McEval: Massively Multilingual Code Evaluation
Today's paper introduces MCEVAL, a massively multilingual code evaluation benchmark covering 40 programming languages with 16K test samples. It aims to facilitate the research of code LLMs in multilingual scenarios by providing challenging code completion, understanding, and generation evaluation tasks with finely curated massively multilingual instruction corpora.
Overview
The MCEVAL benchmark is designed to evaluate the performance of code LLMs in multilingual programming tasks. It consists of two main components: the MCEVAL-INSTRUCT corpus and the MCEVAL evaluation set.

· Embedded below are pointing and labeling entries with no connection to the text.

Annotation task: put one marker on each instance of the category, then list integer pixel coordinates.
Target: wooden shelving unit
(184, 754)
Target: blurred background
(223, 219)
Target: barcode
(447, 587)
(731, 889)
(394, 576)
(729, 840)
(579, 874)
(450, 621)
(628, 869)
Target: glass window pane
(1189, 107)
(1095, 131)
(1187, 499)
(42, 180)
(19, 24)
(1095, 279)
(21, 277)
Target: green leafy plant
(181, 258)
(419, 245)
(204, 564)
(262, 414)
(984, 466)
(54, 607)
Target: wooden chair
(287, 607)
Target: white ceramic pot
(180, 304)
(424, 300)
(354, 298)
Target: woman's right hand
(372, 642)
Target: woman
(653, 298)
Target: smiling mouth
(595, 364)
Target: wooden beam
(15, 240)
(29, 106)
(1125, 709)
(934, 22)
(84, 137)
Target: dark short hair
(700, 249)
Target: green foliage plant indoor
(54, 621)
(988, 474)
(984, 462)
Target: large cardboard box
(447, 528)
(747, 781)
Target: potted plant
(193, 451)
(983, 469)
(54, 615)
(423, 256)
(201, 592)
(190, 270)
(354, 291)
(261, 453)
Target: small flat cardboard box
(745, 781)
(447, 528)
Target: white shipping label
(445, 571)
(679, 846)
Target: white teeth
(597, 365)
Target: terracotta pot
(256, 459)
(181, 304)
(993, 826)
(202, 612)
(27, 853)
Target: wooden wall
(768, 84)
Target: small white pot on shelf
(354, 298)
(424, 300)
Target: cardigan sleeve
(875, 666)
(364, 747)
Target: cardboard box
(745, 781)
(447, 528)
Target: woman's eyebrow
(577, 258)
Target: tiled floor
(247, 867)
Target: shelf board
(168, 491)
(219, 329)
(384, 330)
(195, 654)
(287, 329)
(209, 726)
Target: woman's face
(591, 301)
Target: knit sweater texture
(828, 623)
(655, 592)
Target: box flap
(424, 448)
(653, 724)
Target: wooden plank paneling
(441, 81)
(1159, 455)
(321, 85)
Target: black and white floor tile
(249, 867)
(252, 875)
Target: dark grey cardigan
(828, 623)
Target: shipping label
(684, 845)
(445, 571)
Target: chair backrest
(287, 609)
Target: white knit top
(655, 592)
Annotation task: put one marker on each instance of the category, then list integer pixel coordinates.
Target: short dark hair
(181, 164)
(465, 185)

The MCEVAL-INSTRUCT corpus is a finely curated massively multilingual instruction corpus that serves as the training data for code LLMs. It contains programming problems and their corresponding solutions in 40 different programming languages. The problems cover a wide range of topics and difficulty levels, ensuring a diverse and challenging dataset for training. To construct this training split, gpt-4-1106-preview is used to generate the problem statement and the solution based on a given code snipped. The prompt used is:
“You are an expert in programming, especially in designing high-quality language question and answer based on the given code snippet.\n\n ### Guidelines: * The question and answer must be completely self-contained and clear.*\n The difficulty of the code can be taken a step further and the docstring describes the problem description.\n ### Given Code snippet: code\n ### Created Question Created Question\n ### Created Solution\n Created Solution”

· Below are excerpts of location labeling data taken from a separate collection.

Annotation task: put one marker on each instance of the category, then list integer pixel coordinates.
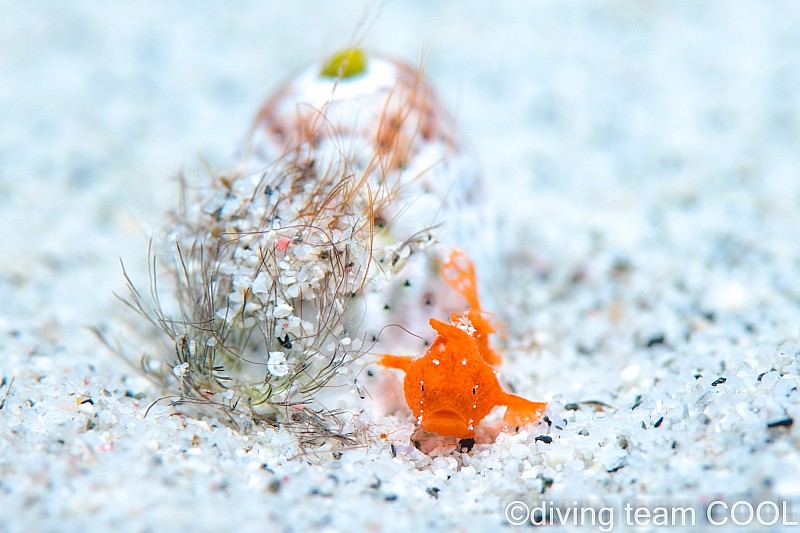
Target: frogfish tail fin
(520, 411)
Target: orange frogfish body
(453, 386)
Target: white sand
(644, 159)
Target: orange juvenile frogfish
(453, 386)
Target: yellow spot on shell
(345, 64)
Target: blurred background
(596, 105)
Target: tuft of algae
(345, 64)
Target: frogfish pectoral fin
(401, 362)
(520, 411)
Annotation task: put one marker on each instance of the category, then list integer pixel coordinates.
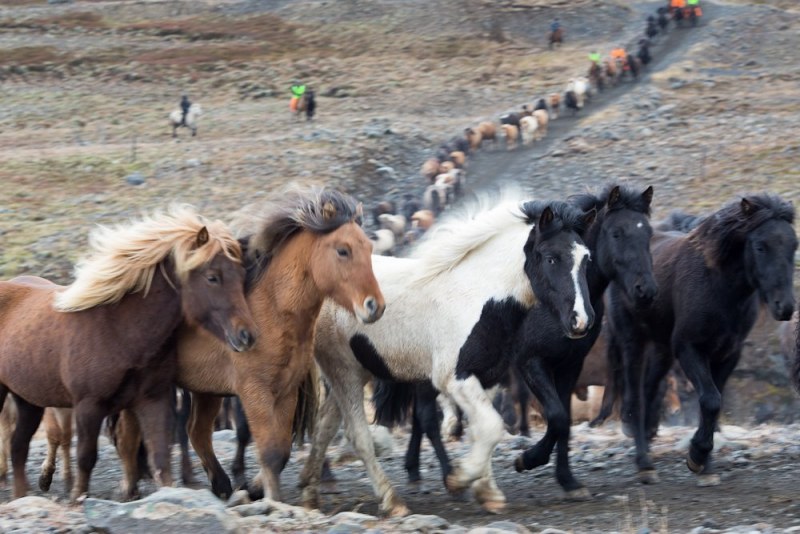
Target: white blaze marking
(579, 252)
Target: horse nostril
(246, 337)
(371, 305)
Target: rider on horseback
(185, 105)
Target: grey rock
(135, 178)
(167, 510)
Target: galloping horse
(192, 117)
(107, 342)
(555, 37)
(550, 363)
(303, 247)
(710, 280)
(452, 309)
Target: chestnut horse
(303, 248)
(107, 342)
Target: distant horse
(555, 37)
(550, 363)
(596, 76)
(192, 118)
(711, 281)
(106, 342)
(451, 310)
(304, 247)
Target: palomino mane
(720, 234)
(266, 226)
(476, 223)
(629, 198)
(124, 258)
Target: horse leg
(201, 427)
(28, 419)
(415, 441)
(486, 429)
(183, 410)
(7, 423)
(565, 384)
(89, 419)
(270, 419)
(157, 421)
(53, 433)
(328, 420)
(128, 440)
(243, 437)
(696, 367)
(351, 402)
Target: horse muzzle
(240, 340)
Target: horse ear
(613, 196)
(589, 217)
(747, 207)
(546, 218)
(328, 210)
(202, 237)
(648, 195)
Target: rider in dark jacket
(185, 105)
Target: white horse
(192, 117)
(451, 309)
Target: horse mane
(268, 225)
(720, 234)
(629, 198)
(124, 258)
(565, 216)
(466, 229)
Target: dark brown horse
(302, 248)
(555, 37)
(107, 342)
(712, 281)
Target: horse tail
(796, 364)
(305, 413)
(392, 401)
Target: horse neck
(596, 280)
(157, 314)
(287, 290)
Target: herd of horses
(175, 301)
(445, 172)
(290, 288)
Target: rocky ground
(86, 88)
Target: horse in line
(712, 281)
(549, 363)
(192, 118)
(472, 279)
(107, 341)
(303, 248)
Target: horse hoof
(706, 481)
(519, 464)
(400, 510)
(494, 507)
(648, 476)
(579, 494)
(45, 482)
(693, 466)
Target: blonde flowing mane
(448, 243)
(124, 258)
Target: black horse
(550, 363)
(710, 283)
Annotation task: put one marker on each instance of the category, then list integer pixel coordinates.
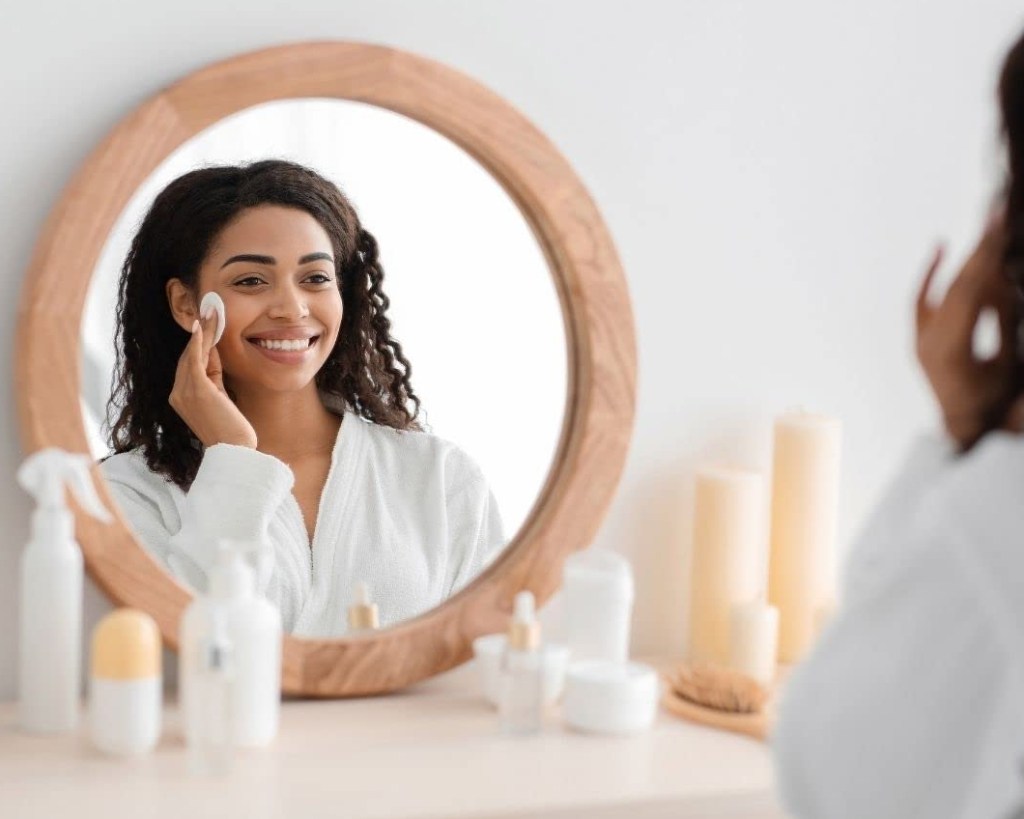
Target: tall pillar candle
(804, 503)
(728, 555)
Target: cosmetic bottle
(252, 627)
(50, 605)
(521, 679)
(363, 615)
(125, 683)
(598, 591)
(211, 748)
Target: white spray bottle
(50, 647)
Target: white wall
(774, 175)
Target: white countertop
(432, 750)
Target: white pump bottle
(50, 647)
(252, 626)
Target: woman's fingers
(924, 307)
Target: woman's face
(274, 269)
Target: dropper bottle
(363, 615)
(50, 608)
(521, 692)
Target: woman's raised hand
(975, 395)
(199, 394)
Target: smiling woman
(295, 429)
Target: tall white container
(252, 627)
(50, 604)
(599, 591)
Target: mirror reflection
(384, 402)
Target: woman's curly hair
(1011, 95)
(363, 370)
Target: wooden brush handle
(757, 725)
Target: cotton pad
(211, 301)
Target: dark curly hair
(1011, 95)
(177, 232)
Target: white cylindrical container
(50, 599)
(50, 620)
(754, 641)
(125, 683)
(598, 590)
(252, 627)
(610, 697)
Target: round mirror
(501, 284)
(472, 304)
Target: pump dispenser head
(524, 631)
(363, 613)
(230, 575)
(44, 475)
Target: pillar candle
(804, 501)
(729, 542)
(754, 641)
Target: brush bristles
(718, 688)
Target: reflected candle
(728, 555)
(754, 641)
(804, 503)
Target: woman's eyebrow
(269, 260)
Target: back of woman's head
(175, 236)
(1012, 111)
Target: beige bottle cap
(126, 646)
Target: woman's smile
(287, 349)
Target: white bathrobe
(911, 705)
(407, 512)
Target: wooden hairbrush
(719, 697)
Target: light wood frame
(589, 278)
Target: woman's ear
(182, 303)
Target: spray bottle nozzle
(44, 475)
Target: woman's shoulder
(420, 446)
(977, 506)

The MCEVAL evaluation set is a collection of test samples used to assess the performance of code LLMs. It includes code completion, understanding, and generation tasks in the 40 programming languages covered by the MCEVAL-INSTRUCT corpus. The evaluation set is carefully designed to test the models' ability to understand natural language instructions, generate correct and efficient code, and handle various programming concepts and constructs. To create the MCEVAL evaluation set, the annotation of multilingual code samples is conducted utilizing a comprehensive and systematic human annotation procedure.
The authors also introduce an effective multilingual coder called MCODER, which is trained on the MCEVAL-INSTRUCT corpus. MCODER is capable of generating code in multiple programming languages based on the provided instructions.
The evaluation process involves running the code generated by the LLMs on the test samples in the MCEVAL evaluation set and comparing the outputs against the expected results. The performance is measured using metrics such as execution success rate, code quality, and efficiency.
Results
Extensive experimental results on the MCEVAL benchmark compare the performance of open-source models and closed-source LLMs (e.g., GPT-series models) across numerous programming languages. The results highlight the challenges and opportunities in developing multilingual code LLMs, demonstrating that there is still a significant gap between open-source models and closed-source LLMs in many languages.
Conclusion
The MCEVAL benchmark and the MCEVAL-INSTRUCT corpus provide a valuable resource for the research community to evaluate and improve the performance of code LLMs in multilingual programming tasks. The authors' efforts in creating this comprehensive benchmark and introducing the MCODER model contribute to advancing the field of code generation and understanding. For more information, please consult the full paper.
Congrats to the authors for their work!
Chai, Linzheng, et al. "MCEVAL: Massively Multilingual Code Evaluation." arXiv preprint arXiv:2406.07436 (2024).